Suva – Of all the regions of the world, the Pacific requires the largest investment per person in infrastructure.
But the cost is high, especially as the region is extremely vulnerable to natural disasters.
Fiji Attorney-General and Minister for Economy, Civil Service, and Communications Mr. Aiyaz Sayed-Khaiyum this week said the cost of infrastructure is a challenge to the Pacific, even for more developed countries such as Fiji.
Despite contributing a small fraction of the pollution which causes climate change the small economies of the Pacific face serious threats from its impacts.
Typhoon Haiyan devastated Palau in 2013. causing the collapse of small infrastructure. Photo by Richard Brooks.
Asian Development Bank (ADB) estimates that the Pacific needs USD$3.1 billion a year for infrastructure every year through to 2030.
Building infrastructure that can withstand stronger storms, sea surges, floods and earthquakes can cost as much as three times as much as ordinary infrastructure.
Because of the high cost, some Pacific island nations have to borrow money to build these new more resilient roads, bridges, schools, wharves and so on. Most of the time, the money will come from external resources but it comes with a hefty interest rate.
Fourteen Pacific countries—Kiribati, the Marshall Islands, the Federated States of Micronesia, Samoa, Tonga, and Tuvalu—are facing elevated risk of debt distress “due to their narrow economic bases, vulnerability to economic shocks, and exposure to climate change.”Sili Epa Tuioti Minister of Finance and Head of Delegation for Samoa at FEMM said
“When major disasters hit Pacific Island countries it impacts the economy, shrinking GDP,” he said.
“We’re listed by the World Bank and ADB and others as debt stress economy. But the only reason why we incurred debt was to ensure that we restore necessary economic infrastructure for our people,” Tuioti said.

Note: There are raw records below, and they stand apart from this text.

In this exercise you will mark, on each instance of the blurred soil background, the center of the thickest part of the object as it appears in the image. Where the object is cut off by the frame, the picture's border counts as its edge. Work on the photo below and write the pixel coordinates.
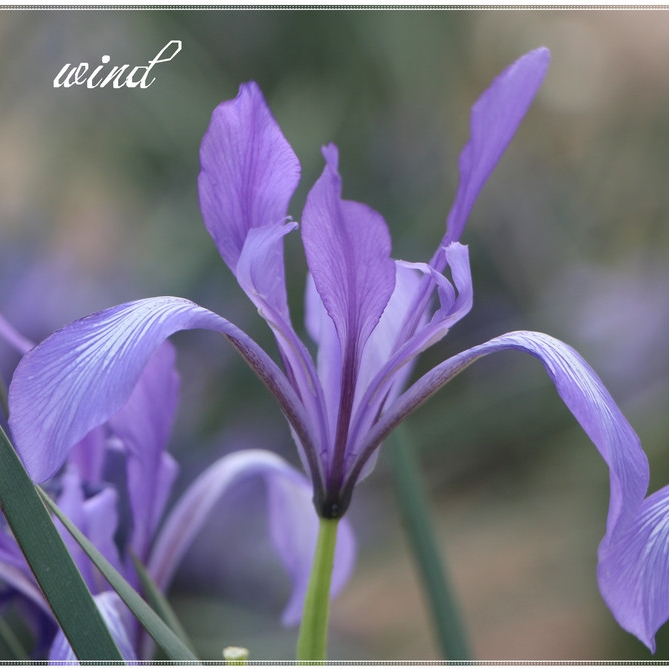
(98, 205)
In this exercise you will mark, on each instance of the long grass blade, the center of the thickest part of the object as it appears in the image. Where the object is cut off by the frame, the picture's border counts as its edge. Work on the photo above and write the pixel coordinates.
(53, 567)
(414, 507)
(174, 648)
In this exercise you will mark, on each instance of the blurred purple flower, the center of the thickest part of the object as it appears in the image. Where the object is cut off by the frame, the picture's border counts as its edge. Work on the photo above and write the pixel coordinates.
(370, 316)
(140, 430)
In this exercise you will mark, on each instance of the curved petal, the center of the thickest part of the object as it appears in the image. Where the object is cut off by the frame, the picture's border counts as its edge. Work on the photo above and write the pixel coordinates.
(495, 118)
(248, 173)
(88, 455)
(397, 363)
(111, 608)
(293, 521)
(255, 273)
(144, 425)
(632, 571)
(84, 373)
(14, 338)
(347, 246)
(19, 579)
(582, 392)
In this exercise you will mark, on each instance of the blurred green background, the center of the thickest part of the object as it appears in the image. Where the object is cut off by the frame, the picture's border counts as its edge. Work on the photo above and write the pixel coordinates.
(98, 205)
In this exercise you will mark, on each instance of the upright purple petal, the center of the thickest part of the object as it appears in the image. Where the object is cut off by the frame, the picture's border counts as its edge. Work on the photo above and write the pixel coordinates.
(83, 374)
(248, 172)
(347, 246)
(494, 120)
(293, 521)
(582, 392)
(144, 425)
(632, 572)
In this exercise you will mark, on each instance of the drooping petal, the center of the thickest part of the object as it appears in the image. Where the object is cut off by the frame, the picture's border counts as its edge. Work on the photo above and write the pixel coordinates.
(84, 373)
(144, 425)
(112, 610)
(347, 246)
(580, 389)
(632, 572)
(248, 173)
(293, 521)
(97, 518)
(88, 455)
(494, 120)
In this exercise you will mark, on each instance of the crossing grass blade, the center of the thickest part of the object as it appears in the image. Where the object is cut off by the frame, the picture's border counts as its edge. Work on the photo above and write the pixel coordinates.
(53, 567)
(173, 647)
(414, 508)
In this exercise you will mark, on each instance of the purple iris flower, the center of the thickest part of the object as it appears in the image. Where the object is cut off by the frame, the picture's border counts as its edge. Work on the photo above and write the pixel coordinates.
(370, 317)
(139, 432)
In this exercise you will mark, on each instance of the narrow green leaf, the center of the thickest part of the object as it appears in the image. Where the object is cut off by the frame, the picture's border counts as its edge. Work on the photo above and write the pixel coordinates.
(414, 507)
(174, 648)
(12, 642)
(53, 567)
(158, 601)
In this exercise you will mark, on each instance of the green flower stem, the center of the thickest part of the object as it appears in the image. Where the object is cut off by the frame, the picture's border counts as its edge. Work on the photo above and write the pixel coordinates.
(414, 507)
(313, 637)
(54, 569)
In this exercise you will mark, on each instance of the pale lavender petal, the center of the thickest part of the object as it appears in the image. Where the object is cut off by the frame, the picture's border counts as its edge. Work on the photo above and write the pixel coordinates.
(144, 425)
(293, 520)
(113, 613)
(21, 580)
(14, 338)
(329, 361)
(83, 374)
(259, 269)
(632, 572)
(347, 246)
(294, 529)
(256, 275)
(248, 173)
(97, 518)
(582, 392)
(494, 120)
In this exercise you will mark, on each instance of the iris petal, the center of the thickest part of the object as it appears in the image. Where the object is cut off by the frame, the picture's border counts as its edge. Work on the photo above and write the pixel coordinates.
(495, 118)
(293, 521)
(81, 375)
(347, 246)
(248, 173)
(582, 392)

Cook Islands Minister for Finance Mark Brown said that Pacific nations, need not drown in debt to build resiliency.
You gotta be innovative of finding ways to be able to build the resilience but without building up the debt level as well. So for us, climate finance, grant finance, blended finance that we’re looking at to build that resilience but in a way that reduces debt is vitally important. So under traditional banking terms and conditions, that doesn’t help us. So we have to look at non-traditional means of terms and conditions from financing and even non-traditional donors and contributors to help us build this development finance,” he said.
Palau and Cook Islands
From grants to loans. The Cook Islands and Palau are classified as high-income countries despite having small economies, with this classification, the two small nations are ineligible to get grants from multilateral banks.
Brown said “So, I guess, (we) performed economically to the extent that we are regarded as a middle to a high-income country. And under the OECD criteria, we will graduate to developed nation status which in some cases means, we’re no longer eligible for developmental assistance or countries can no longer use their contributions to us as declarable in terms of the developmental assistance index,”
Palau has seven major loans with an outstanding balance of $59.7 million, but debt management is stable.
Palau President Tommy Remengesau Jr. said that because of the high-income status, the country’s infrastructure “needs can no longer be financed from foreign grant sources.”
In Palau, Remengesau noted during his State of the Republic Address last month that Risk assessment projections say that Palau can expect more frequent inclement weather events that the World Bank estimates will cost on average approximately $2.7 million per year in damages.
For the next 50 years, Palau has a 50 percent chance of incurring damages totaling over $30 million, and a 10 percent chance of incurring catastrophic damages exceeding $247 million.
Pacific island nations are trying to establish a “homegrown” regional initiative that will provide financing options for resilient infrastructure in response to the impacts of climate change.
Pacific Islands Forum (PIF) Secretariat had been hoping the Economic Ministers Meeting (FEMM), that the design for the proposed Pacific Resilience Facility (PRF) would be approved by Ministers at their meeting this week.
However, Ministers took the view that more work was needed. They will reconvene at a Special meeting in July in the hope of having a design ready for the Pacific leaders meeting in August.